According to recent data from the Government Statistician, Professor Samuel Kobina Annim, Ghana’s economy grew by 2.9% in 2023, down from the 3.8% recorded in 2022. The Services sector experienced a contraction of -1.2%, while the Electricity and Construction subsectors saw significant contractions of 10.9% and 9.9% respectively in 2023, leading to a decline in the GDP of Industry. The Agriculture sector grew by 4.0% in 2023, with all subsectors expanding except for Forestry and Logging, which contracted by 5.0%.
In the Services sector, all 12 subsectors experienced growth in 2023. Trade, Repair of Vehicles, Household Goods had the lowest growth rate at 0.3%, while Information and Communication topped the chart with an 18.0% growth rate.

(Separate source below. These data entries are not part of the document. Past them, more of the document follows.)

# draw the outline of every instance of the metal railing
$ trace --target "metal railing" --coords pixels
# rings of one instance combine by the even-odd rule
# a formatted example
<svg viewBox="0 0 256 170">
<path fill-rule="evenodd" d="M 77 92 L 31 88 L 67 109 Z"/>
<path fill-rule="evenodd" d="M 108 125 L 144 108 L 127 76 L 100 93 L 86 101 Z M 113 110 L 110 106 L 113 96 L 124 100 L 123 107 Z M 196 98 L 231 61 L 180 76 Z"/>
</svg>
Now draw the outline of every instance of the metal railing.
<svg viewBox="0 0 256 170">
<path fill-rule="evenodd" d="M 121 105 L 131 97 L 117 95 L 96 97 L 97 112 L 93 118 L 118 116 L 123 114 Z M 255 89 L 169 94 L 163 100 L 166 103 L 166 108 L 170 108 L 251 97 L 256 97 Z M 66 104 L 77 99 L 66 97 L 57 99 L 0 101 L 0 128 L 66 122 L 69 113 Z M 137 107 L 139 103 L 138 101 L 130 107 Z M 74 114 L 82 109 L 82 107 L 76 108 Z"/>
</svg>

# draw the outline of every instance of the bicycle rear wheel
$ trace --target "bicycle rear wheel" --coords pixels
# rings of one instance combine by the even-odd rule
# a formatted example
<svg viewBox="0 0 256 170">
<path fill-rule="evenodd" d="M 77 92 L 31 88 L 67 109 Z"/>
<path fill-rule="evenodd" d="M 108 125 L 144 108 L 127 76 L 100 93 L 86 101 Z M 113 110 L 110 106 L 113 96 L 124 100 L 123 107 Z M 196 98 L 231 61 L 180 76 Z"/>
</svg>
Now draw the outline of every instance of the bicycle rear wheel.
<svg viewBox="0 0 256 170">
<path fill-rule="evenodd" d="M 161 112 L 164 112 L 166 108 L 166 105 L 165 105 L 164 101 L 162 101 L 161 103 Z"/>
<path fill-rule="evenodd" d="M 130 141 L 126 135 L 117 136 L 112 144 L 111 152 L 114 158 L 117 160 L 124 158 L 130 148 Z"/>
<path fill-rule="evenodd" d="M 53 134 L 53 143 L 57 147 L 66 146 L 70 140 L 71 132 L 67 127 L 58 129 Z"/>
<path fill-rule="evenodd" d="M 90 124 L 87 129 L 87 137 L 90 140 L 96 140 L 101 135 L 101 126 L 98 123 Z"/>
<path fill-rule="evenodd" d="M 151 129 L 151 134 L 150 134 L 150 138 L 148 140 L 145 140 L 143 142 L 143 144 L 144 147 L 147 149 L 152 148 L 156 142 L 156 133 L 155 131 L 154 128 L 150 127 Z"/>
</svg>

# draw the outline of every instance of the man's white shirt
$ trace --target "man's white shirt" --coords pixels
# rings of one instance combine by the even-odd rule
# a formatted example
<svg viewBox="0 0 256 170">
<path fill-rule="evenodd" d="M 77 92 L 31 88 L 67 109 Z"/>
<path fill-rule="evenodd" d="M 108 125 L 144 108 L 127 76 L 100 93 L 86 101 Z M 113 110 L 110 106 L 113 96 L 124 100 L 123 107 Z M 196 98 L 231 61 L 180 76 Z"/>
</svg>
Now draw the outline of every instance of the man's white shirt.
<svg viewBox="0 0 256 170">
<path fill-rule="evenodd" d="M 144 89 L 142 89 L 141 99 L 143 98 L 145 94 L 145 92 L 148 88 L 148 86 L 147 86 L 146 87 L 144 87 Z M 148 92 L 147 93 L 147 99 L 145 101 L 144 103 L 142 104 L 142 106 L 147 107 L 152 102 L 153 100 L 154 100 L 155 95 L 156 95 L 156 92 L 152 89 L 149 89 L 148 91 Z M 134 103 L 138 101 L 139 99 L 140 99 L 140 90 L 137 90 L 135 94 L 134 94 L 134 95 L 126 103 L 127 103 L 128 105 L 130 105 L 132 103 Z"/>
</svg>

Addressing concerns about the depreciation of the Cedi despite economic growth at the 117th Monetary Policy Committee Press Conference in Accra, Dr. Ernest Addison explained, “The simple answer is that when the economy grows, there’s increased demand for imports to support it, leading to growth in non-oil imports. This is actually a positive sign indicating a robust economy, albeit putting some pressure on the currency due to increased import demand. It’s important to note that we operate a flexible exchange rate policy, so fluctuations are expected based on market conditions. We should focus more on trends rather than abrupt movements.”

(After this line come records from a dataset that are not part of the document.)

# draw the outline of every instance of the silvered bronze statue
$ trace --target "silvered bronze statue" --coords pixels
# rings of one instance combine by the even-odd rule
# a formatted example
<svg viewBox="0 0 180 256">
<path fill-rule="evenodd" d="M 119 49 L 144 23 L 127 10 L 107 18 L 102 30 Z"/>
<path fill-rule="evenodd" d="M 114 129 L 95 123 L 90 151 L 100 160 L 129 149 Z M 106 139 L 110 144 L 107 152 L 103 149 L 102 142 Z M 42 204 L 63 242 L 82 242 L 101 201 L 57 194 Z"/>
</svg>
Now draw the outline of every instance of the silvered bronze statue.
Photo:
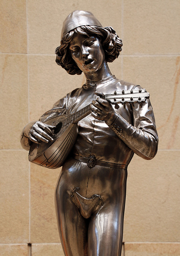
<svg viewBox="0 0 180 256">
<path fill-rule="evenodd" d="M 149 94 L 120 80 L 107 64 L 121 40 L 90 12 L 75 11 L 64 22 L 56 61 L 86 82 L 57 102 L 22 135 L 29 160 L 63 166 L 56 208 L 66 256 L 121 255 L 127 167 L 134 153 L 155 155 L 158 143 Z"/>
</svg>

Dr. Addison attributed some of the recent pressures on the foreign exchange market to seasonal factors in February and early March 2024, including the strengthening of the US dollar in international markets and payments for the energy and corporate sectors. Additionally, delays and uncertainties surrounding the second tranche of the cocoa loan inflow and World Bank’s disbursement of Budget Support contributed to these pressures. However, continued inflows from remittances, mining companies, and the Domestic Gold Purchase Programme have helped mitigate these challenges to some extent.